»—Voilà un effronté coquin! dit M. de Noirmont.—Oui,» dit Saint-Elme en restant à la place qu'il a choisie, «c'était un drôle bien hardi!...—Je n'aurais pas été aussi bon que M. le comte, dit Dufour; j'aurais fait arrêter mon voleur.

»—Eh! mon Dieu! M. Dufour, songez que j'étais allé à Bagnères pour me divertir, et que de semblables affaires amènent des démarches, des procédures fort ennuyeuses.—M. le comte, trop de gens agissent comme vous avez fait, et c'est un grand tort. On dit au fripon que l'on prend sur le fait: Va te faire pendre ailleurs; mais, c'est qu'il en vole encore beaucoup avant d'aller se faire pendre.

»—Heureusement, dit Chéri, qu'il faut un hasard, une circonstance semblable pour se trouver en rapport avec un fripon.—Eh! mon Dieu! monsieur, dit le comte, c'est beaucoup moins rare que vous ne pensez; et pour qui fréquente le monde,... le grand monde surtout, de telles aventures sont bien communes. Ce n'est point dans les réunions bourgeoises que se glissent les escrocs; là, ils seraient trop tôt démasqués; car là, tout le monde se connaît. Mais, dans ces soirées où deux ou trois cents personnes se poussent, se pressent dans des salons, comment voulez-vous qu'on se connaisse? Les maîtres de maison invitent beaucoup trop légèrement, et permettent de plus qu'on leur amène des gens qu'ils n'ont jamais vus: pourvu qu'on soit mis à la mode, qu'on ait bonne tournure et beaucoup d'assurance, on est bien accueilli. Malheureusement, ce sont les fripons qui réunissent particulièrement ces trois conditions-là.»

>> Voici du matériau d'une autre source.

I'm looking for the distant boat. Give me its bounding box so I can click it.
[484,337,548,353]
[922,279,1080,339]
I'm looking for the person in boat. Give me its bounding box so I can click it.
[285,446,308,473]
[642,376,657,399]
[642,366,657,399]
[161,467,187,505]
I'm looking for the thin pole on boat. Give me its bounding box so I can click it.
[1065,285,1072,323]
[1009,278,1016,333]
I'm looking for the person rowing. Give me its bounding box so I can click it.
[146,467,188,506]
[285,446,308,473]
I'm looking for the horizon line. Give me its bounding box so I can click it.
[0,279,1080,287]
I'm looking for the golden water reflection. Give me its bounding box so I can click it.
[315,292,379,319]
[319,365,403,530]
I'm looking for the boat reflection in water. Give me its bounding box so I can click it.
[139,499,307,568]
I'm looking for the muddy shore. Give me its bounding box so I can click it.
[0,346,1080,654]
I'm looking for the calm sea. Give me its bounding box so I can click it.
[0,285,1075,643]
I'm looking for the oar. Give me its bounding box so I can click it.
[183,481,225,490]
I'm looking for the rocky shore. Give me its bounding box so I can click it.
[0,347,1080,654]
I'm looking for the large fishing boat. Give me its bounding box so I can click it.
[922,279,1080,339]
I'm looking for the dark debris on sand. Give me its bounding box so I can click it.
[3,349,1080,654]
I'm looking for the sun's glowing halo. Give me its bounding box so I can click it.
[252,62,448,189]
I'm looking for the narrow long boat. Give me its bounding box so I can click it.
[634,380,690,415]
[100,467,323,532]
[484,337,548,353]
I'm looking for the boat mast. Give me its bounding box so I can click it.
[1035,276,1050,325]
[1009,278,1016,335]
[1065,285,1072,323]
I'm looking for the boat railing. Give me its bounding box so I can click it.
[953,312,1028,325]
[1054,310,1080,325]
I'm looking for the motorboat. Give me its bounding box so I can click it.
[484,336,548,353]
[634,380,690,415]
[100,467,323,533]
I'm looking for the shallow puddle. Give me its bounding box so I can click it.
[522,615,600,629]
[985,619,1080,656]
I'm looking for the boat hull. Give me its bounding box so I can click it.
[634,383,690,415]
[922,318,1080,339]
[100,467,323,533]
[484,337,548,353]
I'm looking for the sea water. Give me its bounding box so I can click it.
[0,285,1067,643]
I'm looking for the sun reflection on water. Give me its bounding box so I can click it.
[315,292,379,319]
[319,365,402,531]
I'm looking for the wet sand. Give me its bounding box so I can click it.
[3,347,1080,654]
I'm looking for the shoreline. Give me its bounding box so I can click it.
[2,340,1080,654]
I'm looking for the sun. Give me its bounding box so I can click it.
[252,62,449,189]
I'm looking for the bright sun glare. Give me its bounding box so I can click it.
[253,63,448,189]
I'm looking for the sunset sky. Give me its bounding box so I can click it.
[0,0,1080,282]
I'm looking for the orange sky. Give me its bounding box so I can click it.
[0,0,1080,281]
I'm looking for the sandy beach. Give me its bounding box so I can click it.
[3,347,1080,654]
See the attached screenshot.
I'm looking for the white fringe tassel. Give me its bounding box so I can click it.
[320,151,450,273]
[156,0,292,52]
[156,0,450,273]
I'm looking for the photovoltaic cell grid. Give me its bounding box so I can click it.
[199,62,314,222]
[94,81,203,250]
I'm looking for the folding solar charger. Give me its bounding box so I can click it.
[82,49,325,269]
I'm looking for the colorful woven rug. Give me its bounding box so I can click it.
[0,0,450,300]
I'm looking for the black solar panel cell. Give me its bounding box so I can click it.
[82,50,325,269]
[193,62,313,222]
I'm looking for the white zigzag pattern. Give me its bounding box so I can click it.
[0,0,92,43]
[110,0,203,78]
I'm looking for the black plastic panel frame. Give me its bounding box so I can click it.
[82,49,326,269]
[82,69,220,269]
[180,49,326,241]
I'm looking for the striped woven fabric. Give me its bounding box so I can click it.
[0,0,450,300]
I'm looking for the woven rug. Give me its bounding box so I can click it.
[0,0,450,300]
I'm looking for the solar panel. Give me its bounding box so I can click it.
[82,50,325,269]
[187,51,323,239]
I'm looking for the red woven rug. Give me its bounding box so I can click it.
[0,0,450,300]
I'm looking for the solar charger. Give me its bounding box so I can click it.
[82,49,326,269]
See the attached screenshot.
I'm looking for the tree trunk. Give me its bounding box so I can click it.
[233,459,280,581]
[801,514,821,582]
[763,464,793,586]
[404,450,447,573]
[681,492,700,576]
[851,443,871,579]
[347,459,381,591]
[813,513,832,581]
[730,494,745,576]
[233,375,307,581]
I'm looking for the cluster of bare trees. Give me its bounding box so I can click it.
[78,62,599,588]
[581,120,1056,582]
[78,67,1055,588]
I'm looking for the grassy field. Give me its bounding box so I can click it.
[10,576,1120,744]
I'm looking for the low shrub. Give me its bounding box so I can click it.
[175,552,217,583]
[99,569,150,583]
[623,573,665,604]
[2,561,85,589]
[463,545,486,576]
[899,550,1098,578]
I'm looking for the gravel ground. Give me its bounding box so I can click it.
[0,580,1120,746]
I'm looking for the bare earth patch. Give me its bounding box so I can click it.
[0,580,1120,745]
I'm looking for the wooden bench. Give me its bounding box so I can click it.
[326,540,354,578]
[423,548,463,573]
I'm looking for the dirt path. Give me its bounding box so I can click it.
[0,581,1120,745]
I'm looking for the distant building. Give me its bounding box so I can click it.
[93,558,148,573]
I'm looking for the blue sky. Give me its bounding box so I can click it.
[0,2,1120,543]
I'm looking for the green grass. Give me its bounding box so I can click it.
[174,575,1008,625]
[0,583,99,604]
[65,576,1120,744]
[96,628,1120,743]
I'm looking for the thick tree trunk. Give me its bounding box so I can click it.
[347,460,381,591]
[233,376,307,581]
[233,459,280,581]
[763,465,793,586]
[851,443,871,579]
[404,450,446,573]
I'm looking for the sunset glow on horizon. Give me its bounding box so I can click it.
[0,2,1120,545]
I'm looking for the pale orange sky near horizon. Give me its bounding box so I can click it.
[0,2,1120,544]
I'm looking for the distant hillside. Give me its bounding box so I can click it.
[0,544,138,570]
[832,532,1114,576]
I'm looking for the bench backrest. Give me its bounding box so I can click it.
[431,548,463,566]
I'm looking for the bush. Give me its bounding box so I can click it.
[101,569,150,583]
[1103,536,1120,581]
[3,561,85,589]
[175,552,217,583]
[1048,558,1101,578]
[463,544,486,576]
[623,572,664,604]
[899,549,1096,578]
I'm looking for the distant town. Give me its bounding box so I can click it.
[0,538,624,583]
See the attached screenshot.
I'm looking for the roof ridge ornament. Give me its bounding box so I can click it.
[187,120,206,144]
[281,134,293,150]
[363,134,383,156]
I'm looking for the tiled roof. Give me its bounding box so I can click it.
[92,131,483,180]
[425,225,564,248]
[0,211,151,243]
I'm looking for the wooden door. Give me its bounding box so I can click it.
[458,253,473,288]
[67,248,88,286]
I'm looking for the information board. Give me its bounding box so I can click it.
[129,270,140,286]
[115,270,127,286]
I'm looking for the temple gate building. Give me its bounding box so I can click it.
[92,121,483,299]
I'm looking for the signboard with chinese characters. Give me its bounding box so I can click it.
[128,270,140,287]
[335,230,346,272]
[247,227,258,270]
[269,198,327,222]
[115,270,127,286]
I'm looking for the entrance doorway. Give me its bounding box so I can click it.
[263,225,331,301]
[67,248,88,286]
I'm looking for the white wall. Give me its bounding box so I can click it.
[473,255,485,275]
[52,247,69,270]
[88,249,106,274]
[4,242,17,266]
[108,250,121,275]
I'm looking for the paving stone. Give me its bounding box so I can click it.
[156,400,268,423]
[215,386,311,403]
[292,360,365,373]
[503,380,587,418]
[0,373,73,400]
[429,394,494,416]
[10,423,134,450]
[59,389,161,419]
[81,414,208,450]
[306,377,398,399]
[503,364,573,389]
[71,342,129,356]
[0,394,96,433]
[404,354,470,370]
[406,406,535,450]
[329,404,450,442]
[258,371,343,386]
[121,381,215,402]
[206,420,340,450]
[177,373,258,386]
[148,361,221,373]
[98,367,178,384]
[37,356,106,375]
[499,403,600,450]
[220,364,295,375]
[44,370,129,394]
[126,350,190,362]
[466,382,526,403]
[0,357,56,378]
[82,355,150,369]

La conversation se prolonge quelque temps sur ce sujet; puis Chéri et sa femme prennent congé de la société en renouvelant leurs invitations pour le lendemain.

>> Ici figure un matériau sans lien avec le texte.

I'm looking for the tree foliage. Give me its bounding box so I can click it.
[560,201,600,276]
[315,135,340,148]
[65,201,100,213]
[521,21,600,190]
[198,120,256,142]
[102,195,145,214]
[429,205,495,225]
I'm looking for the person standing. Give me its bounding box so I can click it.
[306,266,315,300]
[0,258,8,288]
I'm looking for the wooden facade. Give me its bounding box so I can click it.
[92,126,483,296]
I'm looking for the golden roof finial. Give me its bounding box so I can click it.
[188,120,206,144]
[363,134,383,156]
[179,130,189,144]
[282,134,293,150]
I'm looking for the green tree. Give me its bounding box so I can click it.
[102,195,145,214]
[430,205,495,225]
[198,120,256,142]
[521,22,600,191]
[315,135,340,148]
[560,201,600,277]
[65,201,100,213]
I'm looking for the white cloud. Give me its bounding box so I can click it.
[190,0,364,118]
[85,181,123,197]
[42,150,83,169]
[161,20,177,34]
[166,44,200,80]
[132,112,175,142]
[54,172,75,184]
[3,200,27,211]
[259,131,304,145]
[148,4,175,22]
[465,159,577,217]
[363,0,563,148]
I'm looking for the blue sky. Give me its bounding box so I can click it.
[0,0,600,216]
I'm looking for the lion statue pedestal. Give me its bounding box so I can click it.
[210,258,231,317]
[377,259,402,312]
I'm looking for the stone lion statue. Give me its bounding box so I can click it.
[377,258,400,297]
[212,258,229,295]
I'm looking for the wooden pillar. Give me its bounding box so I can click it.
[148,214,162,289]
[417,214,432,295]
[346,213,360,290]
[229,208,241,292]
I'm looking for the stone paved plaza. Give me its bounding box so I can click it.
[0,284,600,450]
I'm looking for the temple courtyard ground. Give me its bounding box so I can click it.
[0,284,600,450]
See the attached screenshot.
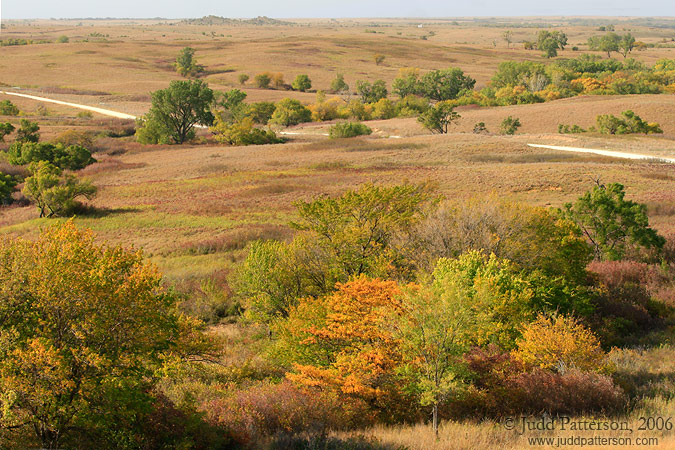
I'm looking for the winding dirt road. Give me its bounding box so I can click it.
[0,91,675,164]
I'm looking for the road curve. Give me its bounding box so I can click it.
[0,91,675,164]
[527,144,675,164]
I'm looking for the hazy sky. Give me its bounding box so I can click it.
[0,0,675,19]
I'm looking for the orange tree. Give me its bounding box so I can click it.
[277,276,414,420]
[0,222,203,448]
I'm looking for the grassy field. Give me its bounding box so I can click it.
[0,18,675,450]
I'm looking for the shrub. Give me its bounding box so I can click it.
[516,315,605,372]
[0,100,19,116]
[499,116,520,134]
[270,98,312,127]
[328,122,373,139]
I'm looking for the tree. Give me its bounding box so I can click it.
[0,172,17,205]
[237,73,250,86]
[619,33,635,58]
[417,102,461,134]
[270,98,312,127]
[420,68,476,102]
[563,182,665,261]
[0,122,14,142]
[175,47,204,77]
[22,161,96,217]
[502,30,513,48]
[537,30,567,58]
[588,33,621,58]
[144,80,213,144]
[356,80,388,103]
[0,100,19,116]
[292,75,312,92]
[500,116,520,134]
[254,72,272,89]
[16,119,40,143]
[330,73,349,94]
[0,222,196,449]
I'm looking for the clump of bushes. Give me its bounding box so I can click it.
[328,122,373,139]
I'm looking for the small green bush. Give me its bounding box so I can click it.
[328,122,373,139]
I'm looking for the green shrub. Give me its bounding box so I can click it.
[328,122,373,139]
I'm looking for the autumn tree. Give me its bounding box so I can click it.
[417,101,461,134]
[563,182,665,260]
[137,80,214,144]
[0,222,196,449]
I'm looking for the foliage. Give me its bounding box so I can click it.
[516,315,605,372]
[7,142,96,170]
[499,116,520,134]
[417,101,461,134]
[0,222,195,448]
[291,75,312,92]
[175,47,204,77]
[0,172,17,205]
[211,115,283,145]
[563,183,665,260]
[0,100,19,116]
[22,161,97,217]
[356,80,388,103]
[139,80,214,144]
[16,119,40,143]
[328,122,373,139]
[270,98,312,127]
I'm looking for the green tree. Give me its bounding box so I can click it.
[0,100,19,116]
[356,80,388,103]
[22,161,96,217]
[417,102,461,134]
[291,75,312,92]
[270,98,312,127]
[175,47,204,77]
[16,119,40,143]
[0,172,17,205]
[330,73,349,94]
[420,68,476,101]
[0,222,198,449]
[499,116,520,134]
[135,80,214,144]
[563,182,665,260]
[0,122,14,142]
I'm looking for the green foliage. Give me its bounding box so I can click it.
[537,30,567,58]
[175,47,204,77]
[328,122,373,139]
[16,119,40,143]
[417,102,461,134]
[330,73,349,94]
[139,80,214,144]
[0,222,195,448]
[253,72,272,89]
[211,115,283,145]
[595,110,663,134]
[563,183,665,260]
[0,122,14,142]
[356,80,388,103]
[499,116,520,134]
[7,142,96,170]
[22,161,97,217]
[291,75,312,92]
[0,100,19,116]
[0,172,17,205]
[418,68,476,102]
[270,98,312,127]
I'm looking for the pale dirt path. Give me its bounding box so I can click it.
[527,144,675,164]
[0,91,675,164]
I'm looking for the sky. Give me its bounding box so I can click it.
[0,0,675,19]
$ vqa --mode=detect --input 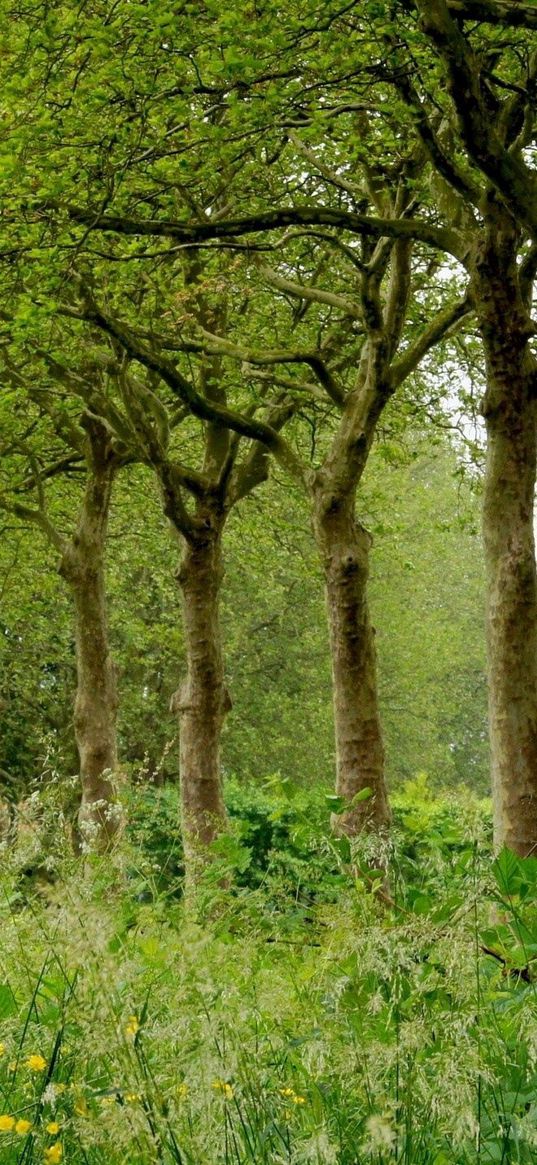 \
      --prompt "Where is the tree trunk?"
[313,490,390,836]
[61,465,120,850]
[475,200,537,856]
[172,516,231,871]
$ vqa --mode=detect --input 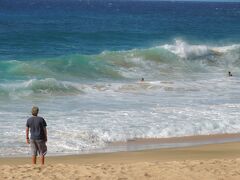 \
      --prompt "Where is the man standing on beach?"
[26,106,47,165]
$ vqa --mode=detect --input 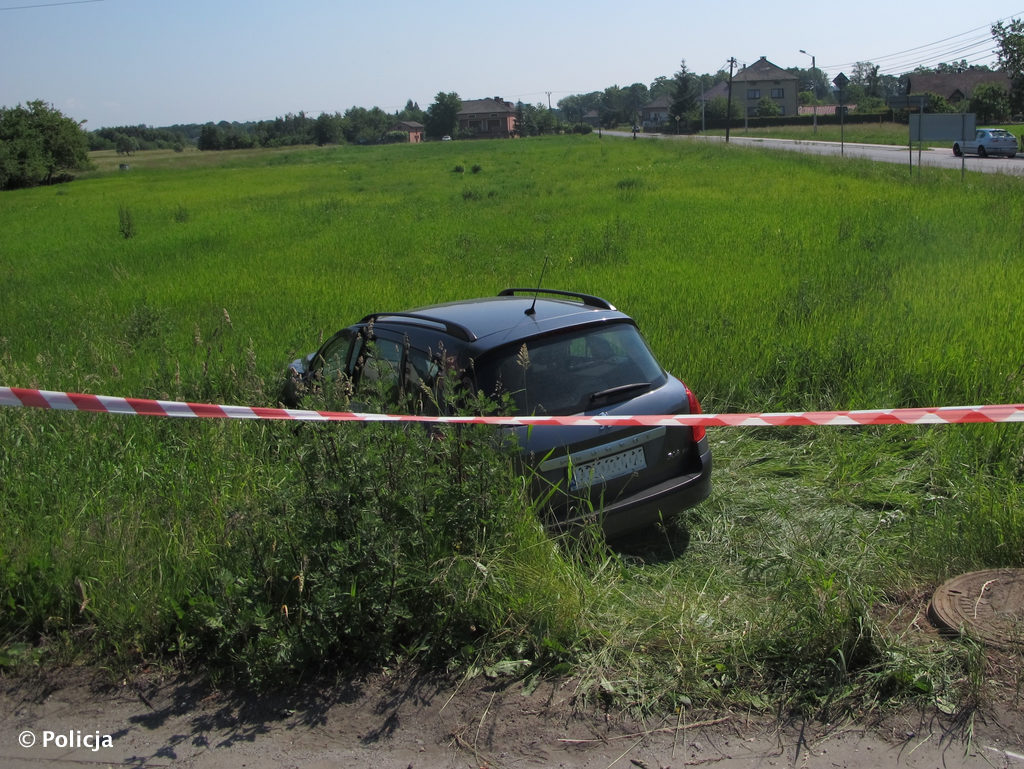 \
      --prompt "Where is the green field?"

Depuis l'arrivée du comte et de sa nièce, Ernestine n'a pas eu un moment pour voir Madeleine; mais le lendemain de cette soirée, elle se lève de grand matin et se rend près de sa fidèle amie.

Madeleine est déjà occupée à coudre près de sa demeure, lorsqu'Ernestine vient se jeter dans ses bras.

«Que je suis contente de vous voir! dit la jeune fille, je commençais à croire que tout le monde m'avait oubliée!... Il y a bien long-temps que vous n'êtes venue!...

»—Ah! Madeleine, ce n'est pas ma faute... je ne suis pas libre, moi... il est venu des étrangers à Bréville... il a fallu rester avec eux... Mais combien de fois j'ai regretté de ne point t'avoir près de moi,... toi, à qui je puis dire tout ce qui se passe dans mon ame... toi, qui as vu ma criminelle faiblesse!... Ah! Madeleine, c'est surtout quand on est coupable... quand on souffre, qu'on a besoin d'une amie, qui nous aime, nous plaigne et nous console!...

»—Mon Dieu! est-ce que vous auriez de nouveaux chagrins?... vous pleurez encore!...—Ah! désormais je pleurerai toujours!...—Toujours!... il ne vous aime donc plus?...»

Ernestine regarde la jeune fille long-temps avec une morne tristesse; mais ses yeux ont répondu à la question de Madeleine.